Further, I will offer this additional argument. It is widely known that Java's promise of "write once, run anywhere" is a joke. Not that cross-platform Java can't be done (in fact it can), but it does take deliberate effort to ensure cross-platform support. And this is Java, which has official support for Linux (i.e., the JVM code on Linux is basically the same JVM code on Windows).
Contrast the Java situation with MS .Net, which does not have official support for Linux, but does have the option of Mono on Linux. MS .Net and Mono are two totally separate environments built out of separate code-bases. In this situation you are almost guaranteed to run into major migration headaches, if not outright barriers.
Now perhaps you are running from Mono from the start; well of course that is going to work. My original point isn't that Mono doesn't work when running code actually targeted to it; that may well be the case. My point is that Mono gives traditional .Net developers the false belief that they can run their Windows-targeted .Net code on Linux easily. For most, or at least many, that is simply not the case.
> Not that cross-platform Java can't be done (in fact it can), but it does take deliberate effort to ensure cross-platform support
To be fair, at least for desktop apps, we are down to three platforms now. If it runs on Linux, Mac and Windows, you are about 100% covered. The days of having dozens of vendor-specific Java runtimes around are pretty much over. And as much as I like my IBM RS/6000 workstation, I wouldn't try to run Eclipse on it.

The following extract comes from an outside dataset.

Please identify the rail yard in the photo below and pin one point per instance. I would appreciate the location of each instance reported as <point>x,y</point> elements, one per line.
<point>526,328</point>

wes-exp is 100% correct. It took several months of effort to get our srs bsns app working with mono. Everything worked just like it did on Windows, except for all the things that didn't. Death by a thousand paper cuts.

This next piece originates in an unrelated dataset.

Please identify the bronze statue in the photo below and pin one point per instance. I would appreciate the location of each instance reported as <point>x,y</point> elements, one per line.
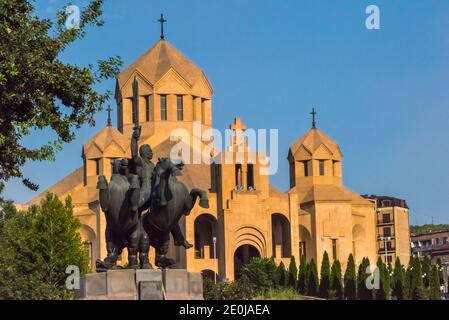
<point>170,200</point>
<point>119,201</point>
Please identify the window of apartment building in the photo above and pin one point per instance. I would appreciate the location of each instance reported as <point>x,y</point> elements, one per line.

> If I were in Microsoft's shoes I would be inclined to think Mono is actually beneficial to MS.
It is. It creates a lot of potential targets for the mother of all patent lawsuits (IIRC, the community promise only covers the ECMA standard). Don't forget that, when Microsoft exits a market, it still owns a lot of patents in that space and can thus act like an NPE.
> they will discover that Mono is inferior to "real" .Net.

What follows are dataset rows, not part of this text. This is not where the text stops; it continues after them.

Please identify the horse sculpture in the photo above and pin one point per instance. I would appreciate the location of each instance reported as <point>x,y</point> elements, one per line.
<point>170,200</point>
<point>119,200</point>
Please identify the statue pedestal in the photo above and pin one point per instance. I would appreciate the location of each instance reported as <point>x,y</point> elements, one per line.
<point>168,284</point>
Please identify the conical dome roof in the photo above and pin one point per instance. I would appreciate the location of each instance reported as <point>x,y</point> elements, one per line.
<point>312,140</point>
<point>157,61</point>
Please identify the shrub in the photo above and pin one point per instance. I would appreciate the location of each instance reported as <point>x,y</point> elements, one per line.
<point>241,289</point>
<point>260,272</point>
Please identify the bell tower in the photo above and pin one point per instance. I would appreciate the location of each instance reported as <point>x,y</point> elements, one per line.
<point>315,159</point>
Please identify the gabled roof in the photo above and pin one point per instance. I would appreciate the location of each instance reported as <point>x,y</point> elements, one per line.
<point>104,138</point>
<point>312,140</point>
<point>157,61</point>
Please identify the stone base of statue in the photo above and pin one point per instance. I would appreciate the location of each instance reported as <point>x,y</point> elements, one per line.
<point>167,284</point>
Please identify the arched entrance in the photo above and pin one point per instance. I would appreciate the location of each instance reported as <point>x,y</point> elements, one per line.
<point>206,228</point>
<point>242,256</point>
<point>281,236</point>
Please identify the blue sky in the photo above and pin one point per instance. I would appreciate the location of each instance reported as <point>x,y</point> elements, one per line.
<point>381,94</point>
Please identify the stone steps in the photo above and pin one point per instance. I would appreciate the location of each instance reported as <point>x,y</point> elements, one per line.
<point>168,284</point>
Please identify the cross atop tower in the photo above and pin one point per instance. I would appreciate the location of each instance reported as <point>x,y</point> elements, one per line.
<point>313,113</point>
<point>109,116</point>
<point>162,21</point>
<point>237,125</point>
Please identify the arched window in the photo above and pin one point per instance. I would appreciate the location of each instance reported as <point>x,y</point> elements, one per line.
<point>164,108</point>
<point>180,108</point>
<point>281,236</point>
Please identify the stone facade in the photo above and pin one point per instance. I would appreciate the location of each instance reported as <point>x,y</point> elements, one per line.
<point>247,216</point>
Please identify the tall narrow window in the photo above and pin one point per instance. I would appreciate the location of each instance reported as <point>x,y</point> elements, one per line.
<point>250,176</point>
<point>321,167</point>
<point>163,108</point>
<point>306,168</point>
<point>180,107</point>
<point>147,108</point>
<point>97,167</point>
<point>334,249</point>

FUD, FUD, FUD, FUD, FUD. Come now, has MS acted against Mono in any way, ever? They've helped them at every step, directly. I know you like to troll MS-related threads, but really man.
Would it be if it succeeded grabbing market share from Windows? Definitely.
I fail to see your reasoning equaling "something didn't happen" with "something can't ever happen and you are a lunatic for believing it can".
And I know I get downvoted every time I point this out. Reminding people Microsoft never plays nice only makes me unpopular, but it doesn't make me wrong.
That cat looks far too young to know much about enterprise software -- I'm not using Mono unless Business Cat ( http://knowyourmeme.com/memes/business-cat ) says it is ok.
Xamarin gets IP -- meaning they don't have to do a clean-room, source-compatible reimplementation of MonoTouch and Mono for Android, and all the risks that go with that -- in exchange for taking on the support of Novell's existing customers. Customers they probably want anyway.
Novell/SUSE gets to get out of the Mono business altogether, which is probably good for them seeing as they laid off the entire engineering staff.
The Mono community gets some clarification about the stewardship of the project. Novell contributed a lot of resources (bug tracker, mailing list and wiki hosting, etc.) and now Xamarin is on the hook for that stuff. It helps clarify the future of the project.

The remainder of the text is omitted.